India, which accounts for nearly three-quarters of South Asia’s GDP, holds the key. With dominance comes responsibility. Reviving SAARC allows New Delhi to reaffirm its “Neighbourhood First” policy, while demonstrating that its leadership is facilitative, not hegemonic. Strategically, SAARC offers India a means to reduce dependence on external actors and counterbalance China’s Belt and Road Initiative, which has left several South Asian states — including Sri Lanka and the Maldives — mired in debt. Of course, challenges abound. Trust deficits — especially between India and Pakistan — remain deep. Domestic instability in member states undermines continuity.
For SAARC to be more than a talking shop, institutional reforms are essential: a better-resourced secretariat, transparent funding mechanisms, streamlined decision-making, and dispute-resolution systems. A phased approach offers a way forward. India could start with non-controversial areas — climate adaptation, early-warning systems, and health cooperation. Success in these domains could build confidence, paving the way for more ambitious integration, such as mobility agreements, energy-sharing grids, or even a customs union. Sceptics argue that SAARC is obsolete, pointing to more agile subregional groups like BIMSTEC or BBIN. While valuable, these frameworks are partial solutions. Only SAARC includes the full South Asian spectrum — from Afghanistan to the Maldives — making it the only comprehensive regional forum.
In today’s multipolar world, regionalism is less about exclusion and more about resilience. Reviving SAARC allows South Asia to practise “multi-alignment” — engaging flexibly with external powers, shaping global debates on climate, trade, and health, while securing collective sovereignty. For India, the rewards are immense: a more stable neighbourhood, reduced external vulnerability, and elevated global stature as a responsible leader of the Global South. Concrete steps are within reach. Hosting a SAARC Climate Summit in 2026 could mark a bold start, focusing on adaptation strategies, disaster preparedness, and financing resilience. Reviving technical committees on health, water, and disaster management would breathe life into the institution.
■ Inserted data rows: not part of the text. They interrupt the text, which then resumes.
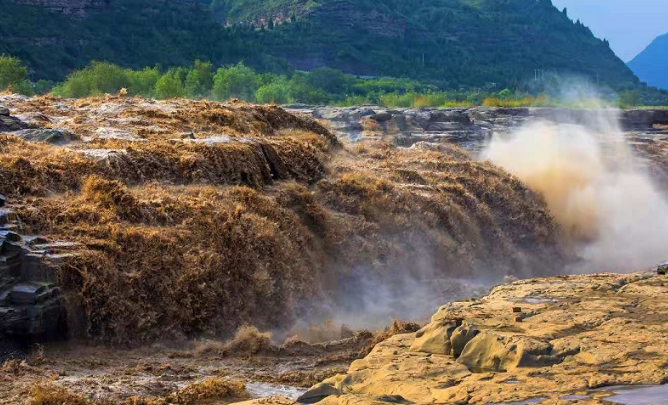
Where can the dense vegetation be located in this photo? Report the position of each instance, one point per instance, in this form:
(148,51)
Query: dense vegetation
(320,86)
(394,53)
(651,65)
(450,43)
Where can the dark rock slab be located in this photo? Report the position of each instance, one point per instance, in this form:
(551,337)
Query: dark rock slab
(46,135)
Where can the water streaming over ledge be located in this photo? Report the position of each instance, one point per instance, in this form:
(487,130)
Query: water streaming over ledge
(647,395)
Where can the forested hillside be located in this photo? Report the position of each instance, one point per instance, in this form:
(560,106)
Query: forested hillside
(651,65)
(451,43)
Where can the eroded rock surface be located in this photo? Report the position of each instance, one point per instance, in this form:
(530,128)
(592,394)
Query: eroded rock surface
(469,127)
(572,337)
(31,305)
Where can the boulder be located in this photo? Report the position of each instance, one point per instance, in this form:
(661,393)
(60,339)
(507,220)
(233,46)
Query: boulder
(381,116)
(46,135)
(461,336)
(317,393)
(10,124)
(444,127)
(490,351)
(458,116)
(435,338)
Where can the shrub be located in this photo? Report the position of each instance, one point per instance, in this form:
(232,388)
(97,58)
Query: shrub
(96,79)
(277,92)
(12,72)
(170,86)
(237,81)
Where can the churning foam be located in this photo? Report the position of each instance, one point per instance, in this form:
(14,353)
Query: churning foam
(607,204)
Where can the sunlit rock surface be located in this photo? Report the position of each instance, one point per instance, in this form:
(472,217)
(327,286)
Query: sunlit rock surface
(570,339)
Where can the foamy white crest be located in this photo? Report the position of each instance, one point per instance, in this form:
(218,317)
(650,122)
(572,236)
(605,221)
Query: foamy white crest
(596,189)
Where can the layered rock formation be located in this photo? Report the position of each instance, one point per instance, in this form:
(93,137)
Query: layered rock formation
(31,305)
(76,8)
(468,126)
(177,203)
(543,341)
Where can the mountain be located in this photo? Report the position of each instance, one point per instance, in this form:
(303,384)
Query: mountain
(453,43)
(651,65)
(457,42)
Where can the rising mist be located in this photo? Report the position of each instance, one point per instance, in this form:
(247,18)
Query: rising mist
(613,214)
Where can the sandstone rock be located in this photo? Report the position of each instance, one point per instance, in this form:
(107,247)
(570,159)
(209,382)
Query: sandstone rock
(461,337)
(444,127)
(381,116)
(495,352)
(435,338)
(45,135)
(317,393)
(10,124)
(458,116)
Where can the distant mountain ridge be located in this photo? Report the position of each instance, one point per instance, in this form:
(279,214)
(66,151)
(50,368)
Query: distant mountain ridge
(452,43)
(651,65)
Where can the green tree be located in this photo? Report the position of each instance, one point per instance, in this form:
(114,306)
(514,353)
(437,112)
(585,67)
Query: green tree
(96,79)
(329,80)
(143,82)
(628,98)
(276,92)
(170,85)
(12,72)
(237,81)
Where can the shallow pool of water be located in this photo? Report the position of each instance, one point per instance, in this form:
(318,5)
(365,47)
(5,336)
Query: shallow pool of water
(650,395)
(264,390)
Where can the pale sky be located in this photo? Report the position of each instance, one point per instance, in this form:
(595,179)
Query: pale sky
(629,25)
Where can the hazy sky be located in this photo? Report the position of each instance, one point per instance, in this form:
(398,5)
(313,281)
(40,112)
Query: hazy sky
(629,25)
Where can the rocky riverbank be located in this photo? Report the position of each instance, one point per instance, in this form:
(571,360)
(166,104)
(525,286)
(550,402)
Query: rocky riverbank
(469,127)
(556,340)
(589,339)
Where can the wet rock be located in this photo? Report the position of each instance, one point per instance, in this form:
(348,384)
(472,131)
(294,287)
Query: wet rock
(461,336)
(490,351)
(381,116)
(317,393)
(11,124)
(435,338)
(31,306)
(444,127)
(46,135)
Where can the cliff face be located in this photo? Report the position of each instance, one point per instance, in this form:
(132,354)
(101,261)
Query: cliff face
(651,65)
(76,8)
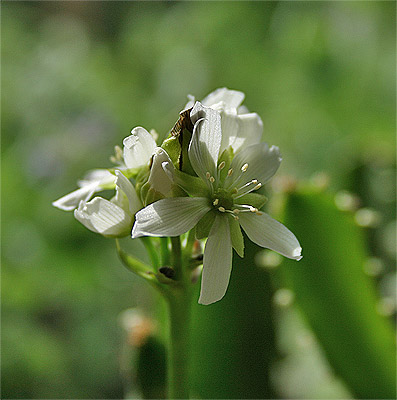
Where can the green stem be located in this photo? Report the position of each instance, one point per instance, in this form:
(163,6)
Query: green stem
(152,251)
(179,307)
(164,251)
(177,258)
(179,345)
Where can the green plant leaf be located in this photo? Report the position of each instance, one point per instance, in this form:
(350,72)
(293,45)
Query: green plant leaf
(337,298)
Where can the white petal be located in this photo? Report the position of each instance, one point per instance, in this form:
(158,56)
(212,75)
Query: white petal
(231,98)
(217,263)
(126,186)
(206,140)
(104,217)
(170,217)
(190,103)
(249,131)
(262,161)
(271,234)
(158,178)
(102,176)
(72,200)
(138,148)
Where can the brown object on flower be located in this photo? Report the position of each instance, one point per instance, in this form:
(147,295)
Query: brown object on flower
(183,122)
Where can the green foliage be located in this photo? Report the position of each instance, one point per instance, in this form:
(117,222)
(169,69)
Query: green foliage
(337,298)
(233,340)
(77,76)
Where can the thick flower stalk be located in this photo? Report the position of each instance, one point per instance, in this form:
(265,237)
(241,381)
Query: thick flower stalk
(221,200)
(204,180)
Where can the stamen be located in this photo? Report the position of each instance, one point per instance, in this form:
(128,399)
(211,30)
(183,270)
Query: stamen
(242,192)
(247,184)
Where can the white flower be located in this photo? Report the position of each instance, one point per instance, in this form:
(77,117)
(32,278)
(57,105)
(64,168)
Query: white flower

India could seed a SAARC Fund for Regional Public Goods, backed by transparent contributions, and lead investment in shared early-warning systems.Inclusivity will be equally critical. Civil society, academia, and women’s organisations must be brought into the SAARC fold to rebuild trust and ensure broader ownership. Delivering tangible results — whether jobs, resilience, or safety — will strengthen public support and undercut nationalist narratives that resist cooperation. South Asia cannot afford paralysis. Its challenges are too interconnected for isolationist responses. Reviving SAARC is not just about prosperity; it is about survival in the face of climate change, health risks, and systemic fragility. For India, the choice is clear. By leading this revival, it can reinforce its neighbourhood, stabilise its strategic environment, and project itself as a statesmanlike power in the evolving multipolar order.